Faf weighing up future options.

“It’s not the right time to be making decisions about your future, with emotions and the disappointment of the World Cup still fresh,” Proteas captain, Faf du Plessis, said before the final match against Australia at Old Trafford on Saturday.

Du Plessis, who turns 35 next week, has been made an offer to captain the Perth Scorchers in Australia’s Big Bash but admits that the tournament’s expansion from four week to six weeks – and 42 games to 59 – is a significant disincentive.

He has also been made a couple of offers to play in the Bangladesh Premier League which overlaps with the beginning of the Big Bash where it is possible to earn twice as much as the salary-capped Australian competition.

Du Plessis made no mention of the Mzansi Super League which is scheduled to take place for the second time in South Africa from the beginning of November to mid December, a clash with both of the alternatives. Du Plessis admitted that he was also considering his position as South Africa’s captain after the disastrous World Cup campaign but it is unlikely CSA will be happy with their captain being unavailable for the tournament they desperately need to become the showpiece of the domestic summer.

The horrendous Test series defeat in India three years ago still rankles with du Plessis and he has been keen to scratch the itch when the Proteas return for another three-Test series in October but, despite being in the best form of his career during the last year, he cannot avoid the reality that the current Test team is significantly weaker than the one comfortably beaten 3-0 three years ago. There would be no reason to return to the same place with a weaker team expecting a different result – against an Indian team which has become even stronger.

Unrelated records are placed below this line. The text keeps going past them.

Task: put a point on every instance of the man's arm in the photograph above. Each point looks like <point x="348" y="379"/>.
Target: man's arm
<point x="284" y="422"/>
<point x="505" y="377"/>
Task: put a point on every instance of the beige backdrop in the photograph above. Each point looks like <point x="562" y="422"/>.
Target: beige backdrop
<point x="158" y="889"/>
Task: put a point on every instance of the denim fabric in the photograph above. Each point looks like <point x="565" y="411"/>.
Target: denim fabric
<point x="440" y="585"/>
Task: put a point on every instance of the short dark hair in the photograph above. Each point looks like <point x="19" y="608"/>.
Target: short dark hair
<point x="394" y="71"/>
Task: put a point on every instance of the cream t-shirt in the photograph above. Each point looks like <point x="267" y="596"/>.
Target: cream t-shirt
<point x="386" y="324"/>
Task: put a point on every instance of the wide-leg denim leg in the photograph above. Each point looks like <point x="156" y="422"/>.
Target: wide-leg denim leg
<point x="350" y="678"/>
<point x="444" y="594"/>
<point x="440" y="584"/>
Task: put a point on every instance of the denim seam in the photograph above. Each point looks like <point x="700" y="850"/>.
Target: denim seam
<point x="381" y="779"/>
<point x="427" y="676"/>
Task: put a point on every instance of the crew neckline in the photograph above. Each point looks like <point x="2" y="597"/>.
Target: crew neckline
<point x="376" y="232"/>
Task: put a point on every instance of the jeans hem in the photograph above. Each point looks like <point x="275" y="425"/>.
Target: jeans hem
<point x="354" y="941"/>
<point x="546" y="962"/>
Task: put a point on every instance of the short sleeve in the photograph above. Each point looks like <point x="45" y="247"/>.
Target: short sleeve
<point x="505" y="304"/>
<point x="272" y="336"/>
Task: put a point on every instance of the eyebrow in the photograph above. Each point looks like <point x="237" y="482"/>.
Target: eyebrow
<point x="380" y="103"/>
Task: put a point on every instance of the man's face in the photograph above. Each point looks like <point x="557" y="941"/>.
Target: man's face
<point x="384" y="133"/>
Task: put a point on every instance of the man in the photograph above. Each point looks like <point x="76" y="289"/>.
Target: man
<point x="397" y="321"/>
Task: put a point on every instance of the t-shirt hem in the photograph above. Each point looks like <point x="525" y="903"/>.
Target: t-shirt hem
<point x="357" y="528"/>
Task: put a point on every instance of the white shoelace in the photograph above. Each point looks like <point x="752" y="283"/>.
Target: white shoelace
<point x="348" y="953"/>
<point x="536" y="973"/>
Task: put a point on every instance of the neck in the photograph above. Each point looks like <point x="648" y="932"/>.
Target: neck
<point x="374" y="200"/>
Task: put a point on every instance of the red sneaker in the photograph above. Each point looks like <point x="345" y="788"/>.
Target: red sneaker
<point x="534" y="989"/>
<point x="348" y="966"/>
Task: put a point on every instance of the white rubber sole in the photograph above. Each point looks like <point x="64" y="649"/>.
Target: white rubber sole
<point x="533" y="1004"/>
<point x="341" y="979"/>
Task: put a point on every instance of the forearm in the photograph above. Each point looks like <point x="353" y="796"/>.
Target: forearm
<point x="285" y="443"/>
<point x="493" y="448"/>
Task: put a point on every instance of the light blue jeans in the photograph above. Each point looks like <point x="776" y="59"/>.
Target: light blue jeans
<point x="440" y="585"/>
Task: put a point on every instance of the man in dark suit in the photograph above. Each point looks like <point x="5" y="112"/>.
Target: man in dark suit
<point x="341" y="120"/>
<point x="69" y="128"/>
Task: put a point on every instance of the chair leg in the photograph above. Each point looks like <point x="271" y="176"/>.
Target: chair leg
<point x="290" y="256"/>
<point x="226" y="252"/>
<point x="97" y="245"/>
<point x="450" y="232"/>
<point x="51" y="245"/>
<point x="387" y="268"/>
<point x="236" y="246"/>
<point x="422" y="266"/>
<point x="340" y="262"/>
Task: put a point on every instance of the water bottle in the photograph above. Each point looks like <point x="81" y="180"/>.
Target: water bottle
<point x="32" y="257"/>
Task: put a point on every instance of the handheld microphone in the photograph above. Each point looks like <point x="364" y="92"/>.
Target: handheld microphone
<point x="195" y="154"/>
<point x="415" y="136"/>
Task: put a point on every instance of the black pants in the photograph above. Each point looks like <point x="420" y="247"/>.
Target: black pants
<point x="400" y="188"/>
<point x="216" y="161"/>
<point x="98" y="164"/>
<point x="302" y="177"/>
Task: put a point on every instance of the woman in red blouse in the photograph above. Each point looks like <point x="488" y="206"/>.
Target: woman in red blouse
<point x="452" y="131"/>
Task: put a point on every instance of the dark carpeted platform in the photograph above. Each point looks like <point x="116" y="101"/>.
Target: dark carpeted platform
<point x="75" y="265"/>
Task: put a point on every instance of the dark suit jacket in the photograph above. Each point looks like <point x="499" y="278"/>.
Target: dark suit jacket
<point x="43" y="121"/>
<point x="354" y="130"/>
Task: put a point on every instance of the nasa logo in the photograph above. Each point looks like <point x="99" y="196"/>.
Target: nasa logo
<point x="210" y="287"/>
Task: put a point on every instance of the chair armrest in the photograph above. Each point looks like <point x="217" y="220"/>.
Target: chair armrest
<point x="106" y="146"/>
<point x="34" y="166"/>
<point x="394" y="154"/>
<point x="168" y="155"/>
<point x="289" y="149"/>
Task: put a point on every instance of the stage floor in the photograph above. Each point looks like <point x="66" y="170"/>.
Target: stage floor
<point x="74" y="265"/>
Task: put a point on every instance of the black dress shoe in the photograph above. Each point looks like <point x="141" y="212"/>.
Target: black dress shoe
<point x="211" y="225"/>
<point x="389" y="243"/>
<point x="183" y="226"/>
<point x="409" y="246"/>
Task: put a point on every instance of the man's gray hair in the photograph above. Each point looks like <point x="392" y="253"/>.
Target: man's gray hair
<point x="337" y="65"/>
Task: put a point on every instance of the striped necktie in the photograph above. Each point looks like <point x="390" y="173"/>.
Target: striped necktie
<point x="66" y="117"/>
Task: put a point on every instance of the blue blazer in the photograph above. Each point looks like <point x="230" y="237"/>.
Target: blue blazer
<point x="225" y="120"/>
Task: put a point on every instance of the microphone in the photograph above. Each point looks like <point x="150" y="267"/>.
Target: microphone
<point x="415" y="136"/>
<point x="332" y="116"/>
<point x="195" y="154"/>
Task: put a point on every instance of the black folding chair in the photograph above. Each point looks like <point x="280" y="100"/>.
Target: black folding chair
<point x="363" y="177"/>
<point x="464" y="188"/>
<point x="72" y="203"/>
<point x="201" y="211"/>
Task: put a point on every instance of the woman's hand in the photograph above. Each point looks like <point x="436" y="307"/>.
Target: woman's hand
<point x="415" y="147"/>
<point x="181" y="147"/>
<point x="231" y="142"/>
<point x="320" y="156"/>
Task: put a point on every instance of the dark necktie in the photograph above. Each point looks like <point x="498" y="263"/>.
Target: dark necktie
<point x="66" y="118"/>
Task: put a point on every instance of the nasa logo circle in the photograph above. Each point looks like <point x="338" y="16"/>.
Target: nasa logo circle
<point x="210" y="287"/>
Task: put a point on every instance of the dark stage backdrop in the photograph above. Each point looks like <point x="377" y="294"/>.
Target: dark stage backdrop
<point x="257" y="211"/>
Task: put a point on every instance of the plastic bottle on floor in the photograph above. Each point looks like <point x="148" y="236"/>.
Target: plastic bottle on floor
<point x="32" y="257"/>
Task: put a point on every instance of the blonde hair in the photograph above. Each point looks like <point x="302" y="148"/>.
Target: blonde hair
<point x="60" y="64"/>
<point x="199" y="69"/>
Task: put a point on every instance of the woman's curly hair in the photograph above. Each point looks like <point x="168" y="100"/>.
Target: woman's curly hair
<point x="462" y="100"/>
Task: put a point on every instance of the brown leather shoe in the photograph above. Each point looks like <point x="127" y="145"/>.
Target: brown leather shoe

Another incentive to continue is the prospect of a full tour of South Africa by England at the end of the year. But that, too, is likely to require missing out on a significant pay-cheque in either Australia or Bangladesh.

But more likely than anything else to sway Du Plessis’ decision is the nature of the relationship between the CSA executive and the players in the coming months. Du Plessis, along with Quinton de Kock, Imran Tahir and Kagiso Rabada, was supposed to be withdrawn early from the IPL in order to rest and prepare adequately for the World Cup. The agreement between CSA and India’s BCCI, however, was ‘forgotten’ by CSA who stood to benefit by over $200k in compensation – per player – if they were available for the entire tournament.

The discussions about the return of the administrative selection veto are still continuing. Nothing has upset the country’s international cricketers more over the last 15-18 years than the prospect – and reality – of the CSA president over-ruling the job done by the convenor and his fellow selectors.

The veto was removed from the CSA Constitution after significant work by current president Chris Nenzani but its return seemed likely before the World Cup – until Nenzani once again intervened. Current chief executive, Thabang Moroe, has said the issue will be discussed again after the tournament. Should that power return to the administrative headquarters, it is highly unlikely that du Plessis would have any desire to remain involved.

For now, however, the captain can reflect on a magnificent century against Australia at a wonderful venue. If it should be his last act for his country in ODI cricket, it was a hell of a way to depart the stage.